DOI: https://doi.org/10.25387/g3.7311797

Interpretive Summary: Besides their direct effects, genes may affect crop performance through their interactions with other genes. These interactions are difficult to detect. We developed a method to look for interactions not between pairs of genes but between pairs of chromosome arms. We tested this method in wheat. Interactions across evolutionarily-related chromosome arms were identified, but were less abundant than other chromosome arm pair interactions. We showed that are method is robust and may help identify underlying interacting genes, making their selection possible.
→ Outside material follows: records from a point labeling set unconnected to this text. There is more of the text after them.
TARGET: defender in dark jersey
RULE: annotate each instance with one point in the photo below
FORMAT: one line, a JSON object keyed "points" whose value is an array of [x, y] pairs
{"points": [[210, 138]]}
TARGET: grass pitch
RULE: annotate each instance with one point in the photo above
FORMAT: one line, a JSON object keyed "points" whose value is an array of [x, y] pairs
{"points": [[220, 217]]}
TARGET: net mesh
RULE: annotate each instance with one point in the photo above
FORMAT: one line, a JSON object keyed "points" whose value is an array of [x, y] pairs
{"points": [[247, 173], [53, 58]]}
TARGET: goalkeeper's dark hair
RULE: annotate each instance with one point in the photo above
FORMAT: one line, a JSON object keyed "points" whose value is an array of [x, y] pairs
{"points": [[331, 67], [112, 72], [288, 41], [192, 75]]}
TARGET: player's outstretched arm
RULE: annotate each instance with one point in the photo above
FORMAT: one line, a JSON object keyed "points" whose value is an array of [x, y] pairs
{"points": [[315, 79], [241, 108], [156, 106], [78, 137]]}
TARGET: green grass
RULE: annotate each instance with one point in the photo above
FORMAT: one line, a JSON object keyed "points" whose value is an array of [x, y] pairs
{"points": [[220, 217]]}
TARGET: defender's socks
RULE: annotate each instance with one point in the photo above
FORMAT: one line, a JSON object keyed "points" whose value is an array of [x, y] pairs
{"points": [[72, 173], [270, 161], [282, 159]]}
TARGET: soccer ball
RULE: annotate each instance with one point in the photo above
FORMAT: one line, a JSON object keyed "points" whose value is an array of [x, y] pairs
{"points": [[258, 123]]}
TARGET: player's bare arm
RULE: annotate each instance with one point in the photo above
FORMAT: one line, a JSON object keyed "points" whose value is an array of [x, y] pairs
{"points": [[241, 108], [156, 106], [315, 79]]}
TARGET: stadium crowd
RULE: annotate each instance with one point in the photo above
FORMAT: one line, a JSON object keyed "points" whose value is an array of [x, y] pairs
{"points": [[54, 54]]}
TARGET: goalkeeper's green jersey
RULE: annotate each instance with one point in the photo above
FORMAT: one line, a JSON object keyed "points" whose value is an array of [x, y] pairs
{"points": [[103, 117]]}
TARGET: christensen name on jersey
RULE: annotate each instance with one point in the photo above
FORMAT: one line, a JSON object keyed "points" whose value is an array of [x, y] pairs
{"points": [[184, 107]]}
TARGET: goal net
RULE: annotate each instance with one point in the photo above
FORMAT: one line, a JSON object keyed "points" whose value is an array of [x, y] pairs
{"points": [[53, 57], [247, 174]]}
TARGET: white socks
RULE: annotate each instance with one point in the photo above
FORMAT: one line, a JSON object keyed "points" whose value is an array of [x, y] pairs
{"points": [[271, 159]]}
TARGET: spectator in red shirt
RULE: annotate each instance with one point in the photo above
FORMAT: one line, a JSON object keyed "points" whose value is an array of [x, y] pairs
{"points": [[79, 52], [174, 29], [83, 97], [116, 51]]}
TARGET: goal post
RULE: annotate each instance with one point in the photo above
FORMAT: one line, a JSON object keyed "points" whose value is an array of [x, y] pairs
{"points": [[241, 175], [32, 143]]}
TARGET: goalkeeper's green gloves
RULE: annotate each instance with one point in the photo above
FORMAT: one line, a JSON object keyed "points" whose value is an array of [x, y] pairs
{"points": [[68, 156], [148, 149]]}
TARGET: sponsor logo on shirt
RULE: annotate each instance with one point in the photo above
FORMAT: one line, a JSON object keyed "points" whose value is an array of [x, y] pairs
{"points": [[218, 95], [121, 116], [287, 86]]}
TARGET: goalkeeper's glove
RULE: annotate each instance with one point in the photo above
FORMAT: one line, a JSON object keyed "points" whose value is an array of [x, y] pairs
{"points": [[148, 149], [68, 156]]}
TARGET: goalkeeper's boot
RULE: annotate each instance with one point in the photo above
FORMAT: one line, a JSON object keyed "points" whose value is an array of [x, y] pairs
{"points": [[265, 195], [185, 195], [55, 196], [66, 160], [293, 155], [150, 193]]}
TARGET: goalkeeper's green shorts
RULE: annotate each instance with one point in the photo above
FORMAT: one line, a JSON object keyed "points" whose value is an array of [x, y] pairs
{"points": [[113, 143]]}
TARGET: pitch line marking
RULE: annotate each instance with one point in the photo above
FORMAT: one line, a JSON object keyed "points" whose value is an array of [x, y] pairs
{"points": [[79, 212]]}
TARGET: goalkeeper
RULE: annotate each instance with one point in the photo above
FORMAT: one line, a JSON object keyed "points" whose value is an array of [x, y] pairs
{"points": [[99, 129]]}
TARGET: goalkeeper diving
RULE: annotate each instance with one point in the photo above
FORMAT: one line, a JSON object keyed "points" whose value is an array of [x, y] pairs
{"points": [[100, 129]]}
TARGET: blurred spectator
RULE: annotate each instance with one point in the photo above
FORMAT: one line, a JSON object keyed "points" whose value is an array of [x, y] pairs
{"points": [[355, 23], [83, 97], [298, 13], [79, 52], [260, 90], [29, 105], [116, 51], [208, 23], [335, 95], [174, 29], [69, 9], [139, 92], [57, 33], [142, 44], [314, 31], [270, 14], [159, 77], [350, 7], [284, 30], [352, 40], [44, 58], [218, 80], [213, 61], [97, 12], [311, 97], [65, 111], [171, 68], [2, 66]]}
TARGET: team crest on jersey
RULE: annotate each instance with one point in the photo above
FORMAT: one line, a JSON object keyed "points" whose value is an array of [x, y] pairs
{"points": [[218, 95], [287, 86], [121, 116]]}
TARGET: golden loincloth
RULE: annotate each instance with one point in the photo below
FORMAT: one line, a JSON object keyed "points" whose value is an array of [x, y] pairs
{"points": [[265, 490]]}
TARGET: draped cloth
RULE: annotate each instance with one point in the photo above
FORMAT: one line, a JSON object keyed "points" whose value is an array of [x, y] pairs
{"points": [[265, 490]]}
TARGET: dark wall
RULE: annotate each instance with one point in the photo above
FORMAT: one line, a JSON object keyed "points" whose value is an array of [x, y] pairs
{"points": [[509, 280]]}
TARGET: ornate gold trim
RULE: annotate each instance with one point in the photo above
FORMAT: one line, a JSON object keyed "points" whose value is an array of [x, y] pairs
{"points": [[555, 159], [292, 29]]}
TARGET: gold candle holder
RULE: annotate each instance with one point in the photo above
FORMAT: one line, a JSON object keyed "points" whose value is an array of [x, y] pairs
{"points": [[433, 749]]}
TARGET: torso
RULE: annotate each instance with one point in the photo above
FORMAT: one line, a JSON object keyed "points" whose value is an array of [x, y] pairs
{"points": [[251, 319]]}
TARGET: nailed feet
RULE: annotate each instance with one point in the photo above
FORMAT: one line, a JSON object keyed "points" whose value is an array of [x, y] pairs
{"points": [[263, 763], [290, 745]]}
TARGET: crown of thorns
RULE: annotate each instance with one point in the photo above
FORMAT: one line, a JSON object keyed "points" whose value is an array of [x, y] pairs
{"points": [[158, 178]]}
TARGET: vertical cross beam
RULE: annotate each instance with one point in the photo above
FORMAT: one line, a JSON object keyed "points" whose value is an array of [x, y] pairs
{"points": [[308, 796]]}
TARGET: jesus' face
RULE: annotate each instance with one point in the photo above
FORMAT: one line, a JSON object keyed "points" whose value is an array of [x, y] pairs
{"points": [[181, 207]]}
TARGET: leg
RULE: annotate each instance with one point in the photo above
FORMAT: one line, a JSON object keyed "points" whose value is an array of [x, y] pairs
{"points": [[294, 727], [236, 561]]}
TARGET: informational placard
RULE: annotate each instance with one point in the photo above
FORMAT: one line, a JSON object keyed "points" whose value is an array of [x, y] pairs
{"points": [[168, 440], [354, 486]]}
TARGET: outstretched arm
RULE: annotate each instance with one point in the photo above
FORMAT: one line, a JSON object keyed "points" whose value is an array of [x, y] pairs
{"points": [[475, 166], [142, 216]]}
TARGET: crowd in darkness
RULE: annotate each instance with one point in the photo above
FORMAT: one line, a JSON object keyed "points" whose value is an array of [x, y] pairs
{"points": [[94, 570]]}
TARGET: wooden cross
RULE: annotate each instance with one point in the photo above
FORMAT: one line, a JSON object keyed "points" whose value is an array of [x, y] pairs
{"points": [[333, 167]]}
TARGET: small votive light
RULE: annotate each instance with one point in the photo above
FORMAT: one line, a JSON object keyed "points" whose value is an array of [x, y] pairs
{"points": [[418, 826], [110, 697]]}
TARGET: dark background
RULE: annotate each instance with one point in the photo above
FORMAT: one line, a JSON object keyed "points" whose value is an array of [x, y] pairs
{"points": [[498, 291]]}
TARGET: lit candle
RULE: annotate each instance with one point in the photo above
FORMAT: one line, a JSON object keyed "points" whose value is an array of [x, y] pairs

Technical Abstract: Epistasis is an important contributor to genetic variance. In inbred populations, pairwise epistasis is present as additive by additive interactions. Testing for epistasis presents a multiple testing problem as the pairwise search space for modest numbers of markers is large. Single markers do not necessarily track functional units of interacting chromatin as well as haplotype based methods do. To harness the power of multiple markers while minimizing the number of tests conducted, we present a low resolution test for epistatic interactions across whole chromosome arms. Epistasis covariance matrices were constructed from the additive covariances of individual chromosome arms. These covariances were subsequently used to estimate an epistatic variance parameter while correcting for background additive and epistatic effects. We find significant epistasis for 2% of the interactions tested for four agronomic traits in a winter wheat breeding population. Interactions across homeologous chromosome arms were identified, but were less abundant than other chromosome arm pair interactions. The homeologous chromosome arm pair 4BL/4DL showed a strong negative relationship between additive and interaction effects that may be indicative of functional redundancy. Several chromosome arms appeared to act as hubs in an interaction network, suggesting that they may contain important regulatory factors. The differential patterns of epistasis across different traits demonstrate that detection of epistatic interactions is robust when correcting for background additive and epistatic effects in the population. The low resolution epistasis mapping method presented here identifies important epistatic interactions with a limited number of statistical tests at the cost of low precision.